We can all agree that those requiring long-term care should be in facilities specifically designed and staffed for such care. However, they should be built and staffed prior to cutting back on what is now available for such care.
Stop trying to "Do More with Less." The ideology is broken. It makes good copy to say that the changes are not only about cuts but also about service and efficiency. These kind of statements are purely gratuitous and without foundation. How are these changes going to reduce patient wait times and improve services?
It's time to "Do More With More."
The knee-jerk response is "We already are."
The Alberta Health Services board approved the budget for 2009-10 fiscal year that includes $10.9 billion in spending, a 13 per cent increase over the previous year. Despite an increase in provincial funding, the board is still $1.1 billion short.

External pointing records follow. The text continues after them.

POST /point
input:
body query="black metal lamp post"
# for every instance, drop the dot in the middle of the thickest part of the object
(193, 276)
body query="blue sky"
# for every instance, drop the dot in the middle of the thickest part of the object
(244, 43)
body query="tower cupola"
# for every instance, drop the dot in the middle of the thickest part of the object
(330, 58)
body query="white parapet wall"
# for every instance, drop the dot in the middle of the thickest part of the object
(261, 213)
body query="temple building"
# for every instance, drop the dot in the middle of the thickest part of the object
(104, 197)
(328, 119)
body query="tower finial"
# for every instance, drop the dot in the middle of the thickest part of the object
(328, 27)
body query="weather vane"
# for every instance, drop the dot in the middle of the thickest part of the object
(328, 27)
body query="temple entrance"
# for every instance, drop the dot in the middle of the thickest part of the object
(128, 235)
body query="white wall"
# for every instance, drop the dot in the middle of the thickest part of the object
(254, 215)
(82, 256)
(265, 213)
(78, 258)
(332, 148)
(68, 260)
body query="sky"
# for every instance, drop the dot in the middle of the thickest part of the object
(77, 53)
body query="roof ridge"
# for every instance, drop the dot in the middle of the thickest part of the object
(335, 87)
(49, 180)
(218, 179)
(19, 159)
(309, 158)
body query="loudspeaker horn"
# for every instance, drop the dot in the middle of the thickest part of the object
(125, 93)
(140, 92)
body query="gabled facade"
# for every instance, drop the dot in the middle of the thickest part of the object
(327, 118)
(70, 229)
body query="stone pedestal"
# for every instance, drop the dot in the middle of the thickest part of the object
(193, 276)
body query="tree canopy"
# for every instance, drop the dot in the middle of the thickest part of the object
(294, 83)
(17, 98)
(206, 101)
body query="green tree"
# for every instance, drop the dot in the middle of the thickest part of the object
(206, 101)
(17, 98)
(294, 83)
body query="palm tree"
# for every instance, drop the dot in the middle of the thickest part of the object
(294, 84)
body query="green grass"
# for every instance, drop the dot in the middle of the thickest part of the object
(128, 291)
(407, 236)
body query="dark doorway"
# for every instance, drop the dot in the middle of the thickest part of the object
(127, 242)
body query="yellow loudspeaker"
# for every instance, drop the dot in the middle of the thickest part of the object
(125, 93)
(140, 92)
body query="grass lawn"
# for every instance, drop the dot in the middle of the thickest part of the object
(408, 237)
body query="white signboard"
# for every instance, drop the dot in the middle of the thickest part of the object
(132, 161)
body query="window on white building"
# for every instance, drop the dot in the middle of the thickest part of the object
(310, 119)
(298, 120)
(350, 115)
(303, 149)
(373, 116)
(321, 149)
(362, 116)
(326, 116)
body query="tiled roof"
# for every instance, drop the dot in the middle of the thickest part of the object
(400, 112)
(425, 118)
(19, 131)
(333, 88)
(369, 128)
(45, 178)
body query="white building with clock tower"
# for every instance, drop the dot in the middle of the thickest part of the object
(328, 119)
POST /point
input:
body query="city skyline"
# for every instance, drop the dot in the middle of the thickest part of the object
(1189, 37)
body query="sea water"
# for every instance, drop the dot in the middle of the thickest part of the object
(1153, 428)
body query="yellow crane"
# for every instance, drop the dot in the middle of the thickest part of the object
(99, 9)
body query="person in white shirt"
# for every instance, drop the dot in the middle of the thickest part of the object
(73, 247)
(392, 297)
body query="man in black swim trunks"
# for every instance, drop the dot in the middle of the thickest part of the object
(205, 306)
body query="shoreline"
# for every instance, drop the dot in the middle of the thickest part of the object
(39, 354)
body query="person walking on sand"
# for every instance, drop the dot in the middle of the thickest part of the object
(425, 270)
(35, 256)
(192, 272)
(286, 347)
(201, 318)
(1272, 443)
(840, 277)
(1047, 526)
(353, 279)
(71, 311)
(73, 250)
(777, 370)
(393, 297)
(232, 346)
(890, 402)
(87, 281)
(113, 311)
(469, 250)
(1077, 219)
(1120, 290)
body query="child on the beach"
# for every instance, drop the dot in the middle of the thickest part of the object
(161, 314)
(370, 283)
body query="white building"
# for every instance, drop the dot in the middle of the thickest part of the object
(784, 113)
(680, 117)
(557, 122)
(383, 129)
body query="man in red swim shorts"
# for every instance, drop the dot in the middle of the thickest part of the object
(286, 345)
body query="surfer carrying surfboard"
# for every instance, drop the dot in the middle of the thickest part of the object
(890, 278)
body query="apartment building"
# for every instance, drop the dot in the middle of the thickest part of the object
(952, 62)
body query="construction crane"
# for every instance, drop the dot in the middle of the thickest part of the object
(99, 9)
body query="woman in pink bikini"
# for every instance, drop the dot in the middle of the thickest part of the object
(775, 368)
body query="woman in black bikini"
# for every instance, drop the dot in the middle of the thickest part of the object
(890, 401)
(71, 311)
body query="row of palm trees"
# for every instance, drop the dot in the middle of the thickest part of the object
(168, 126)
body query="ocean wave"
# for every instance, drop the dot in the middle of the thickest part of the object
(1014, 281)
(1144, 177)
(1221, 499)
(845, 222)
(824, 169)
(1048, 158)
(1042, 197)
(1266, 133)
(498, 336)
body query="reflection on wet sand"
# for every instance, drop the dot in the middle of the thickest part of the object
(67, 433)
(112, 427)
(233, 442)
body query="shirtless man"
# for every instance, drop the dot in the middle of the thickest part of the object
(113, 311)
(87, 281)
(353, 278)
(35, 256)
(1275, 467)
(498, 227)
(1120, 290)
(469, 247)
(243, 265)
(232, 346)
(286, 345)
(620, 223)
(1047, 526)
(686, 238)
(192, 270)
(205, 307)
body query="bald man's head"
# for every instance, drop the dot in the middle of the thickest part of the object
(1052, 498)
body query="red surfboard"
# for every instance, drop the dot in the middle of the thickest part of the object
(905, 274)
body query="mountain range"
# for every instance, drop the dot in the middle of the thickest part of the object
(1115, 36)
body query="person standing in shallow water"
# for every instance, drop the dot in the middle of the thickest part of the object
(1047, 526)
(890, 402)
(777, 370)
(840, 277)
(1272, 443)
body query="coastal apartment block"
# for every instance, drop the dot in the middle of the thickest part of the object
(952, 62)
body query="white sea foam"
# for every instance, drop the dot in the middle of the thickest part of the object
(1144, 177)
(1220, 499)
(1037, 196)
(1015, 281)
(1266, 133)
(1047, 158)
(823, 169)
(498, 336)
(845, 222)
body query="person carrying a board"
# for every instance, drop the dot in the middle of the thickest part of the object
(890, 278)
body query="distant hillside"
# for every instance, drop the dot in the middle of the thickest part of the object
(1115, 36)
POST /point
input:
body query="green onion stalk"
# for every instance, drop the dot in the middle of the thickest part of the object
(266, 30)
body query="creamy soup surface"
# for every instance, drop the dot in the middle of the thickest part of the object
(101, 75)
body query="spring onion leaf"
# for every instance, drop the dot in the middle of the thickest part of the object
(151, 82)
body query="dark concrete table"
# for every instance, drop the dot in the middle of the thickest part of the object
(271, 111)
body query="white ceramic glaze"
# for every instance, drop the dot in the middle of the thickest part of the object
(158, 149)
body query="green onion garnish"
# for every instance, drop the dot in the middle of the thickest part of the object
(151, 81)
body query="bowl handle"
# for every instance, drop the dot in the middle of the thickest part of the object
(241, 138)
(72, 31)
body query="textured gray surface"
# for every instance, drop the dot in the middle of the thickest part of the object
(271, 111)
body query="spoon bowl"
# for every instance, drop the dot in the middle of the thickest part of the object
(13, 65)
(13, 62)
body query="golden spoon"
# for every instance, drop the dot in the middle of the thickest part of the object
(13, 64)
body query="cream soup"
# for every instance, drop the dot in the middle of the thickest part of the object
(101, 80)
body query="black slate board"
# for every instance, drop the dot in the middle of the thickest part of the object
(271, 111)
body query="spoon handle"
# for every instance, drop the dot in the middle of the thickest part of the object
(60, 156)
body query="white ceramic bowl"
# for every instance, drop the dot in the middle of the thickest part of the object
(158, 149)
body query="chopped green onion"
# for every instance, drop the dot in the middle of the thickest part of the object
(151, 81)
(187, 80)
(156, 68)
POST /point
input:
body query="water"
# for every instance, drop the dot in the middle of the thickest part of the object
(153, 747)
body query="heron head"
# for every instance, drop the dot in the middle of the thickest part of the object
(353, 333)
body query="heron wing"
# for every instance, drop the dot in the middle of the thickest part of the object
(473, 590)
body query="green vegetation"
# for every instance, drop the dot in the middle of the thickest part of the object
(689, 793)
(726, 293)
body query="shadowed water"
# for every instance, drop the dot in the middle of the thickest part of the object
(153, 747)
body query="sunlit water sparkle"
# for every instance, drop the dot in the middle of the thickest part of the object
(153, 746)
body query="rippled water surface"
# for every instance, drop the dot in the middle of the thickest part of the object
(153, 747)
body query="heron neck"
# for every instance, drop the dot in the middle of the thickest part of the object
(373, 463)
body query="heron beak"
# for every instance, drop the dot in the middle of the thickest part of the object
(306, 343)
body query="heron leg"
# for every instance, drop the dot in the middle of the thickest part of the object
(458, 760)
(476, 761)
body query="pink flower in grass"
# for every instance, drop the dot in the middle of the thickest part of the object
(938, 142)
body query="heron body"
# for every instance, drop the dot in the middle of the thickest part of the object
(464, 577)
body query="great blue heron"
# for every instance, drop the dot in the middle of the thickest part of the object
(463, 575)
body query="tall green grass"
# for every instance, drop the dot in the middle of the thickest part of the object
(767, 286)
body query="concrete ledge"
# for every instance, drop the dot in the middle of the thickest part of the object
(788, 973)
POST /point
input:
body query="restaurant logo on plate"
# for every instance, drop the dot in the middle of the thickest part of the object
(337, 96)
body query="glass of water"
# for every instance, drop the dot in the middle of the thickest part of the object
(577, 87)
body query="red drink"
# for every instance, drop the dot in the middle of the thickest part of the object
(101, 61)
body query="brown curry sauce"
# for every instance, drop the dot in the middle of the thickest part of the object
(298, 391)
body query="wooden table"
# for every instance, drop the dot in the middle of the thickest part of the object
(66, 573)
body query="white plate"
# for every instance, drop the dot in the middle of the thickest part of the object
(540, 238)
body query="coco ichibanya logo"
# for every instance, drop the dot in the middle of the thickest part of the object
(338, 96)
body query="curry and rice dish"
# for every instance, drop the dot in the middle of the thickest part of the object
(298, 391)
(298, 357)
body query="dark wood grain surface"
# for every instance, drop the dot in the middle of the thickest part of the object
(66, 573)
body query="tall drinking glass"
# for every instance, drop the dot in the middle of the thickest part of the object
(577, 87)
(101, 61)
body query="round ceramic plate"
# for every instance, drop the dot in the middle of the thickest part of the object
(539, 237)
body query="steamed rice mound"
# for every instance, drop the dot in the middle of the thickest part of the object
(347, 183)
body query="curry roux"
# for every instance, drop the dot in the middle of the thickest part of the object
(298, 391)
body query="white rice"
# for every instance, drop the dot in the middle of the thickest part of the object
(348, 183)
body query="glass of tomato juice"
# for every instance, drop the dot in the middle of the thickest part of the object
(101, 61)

The numbers look impressive and suggest that the current level of spending is unsustainable. What is not talked about, nor reflected in these numbers is inflation, population growth, revenue or GDP.
When inflation and population growth are taken into consideration, health care spending has grown only slightly and that growth is very affordable for Alberta.
MORE AFFORDABLE TODAY
Health care spending in relation to the size and health of the economy (GDP) is the true measure of affordability. By this measure, public health care is actually more affordable today than it was in 1990. Health care spending went from 4.5 per cent of GDP in 1990 to 3.9 per cent in 2006.
Compared to GDP, health care costs are down but the government claims that it is not affordable. Why? The Alberta government has chosen to slash revenues. Alberta's taxes are lower than almost every other jurisdiction in North America and Alberta has no sales tax.
It is the government's job to ensure that the infrastructure and healthy trained workforce businesses need are in place. That requires taxes and health care.
Poll after poll shows that Albertans do not want tax cuts if it means health care cuts. In 2004 when Alberta first moved into a surplus position, Ralph Klein surveyed Albertans as to where the surplus should go. Top priorities were health care, education and the environment.
Health care and education were preferred to tax cuts by a large majority of Albertans.
Even help for the needy was on par with tax cuts and a higher priority for a significant number.
What did Albertans get?
Tax cuts and health care cuts.
Health care makes up an increasing portion of provincial spending but this is not principally because of skyrocketing health care costs.
We need to "Do More with More."
(The above information is based on research by the Parkland Institute at the University of Alberta, published in "Sustainable Health Care For Seniors: Keeping it Public" by Greg Flanagan (2008) and "the Bottom Line: the Truth Behind Private Health Insurance" by Diana Gibson (2006).)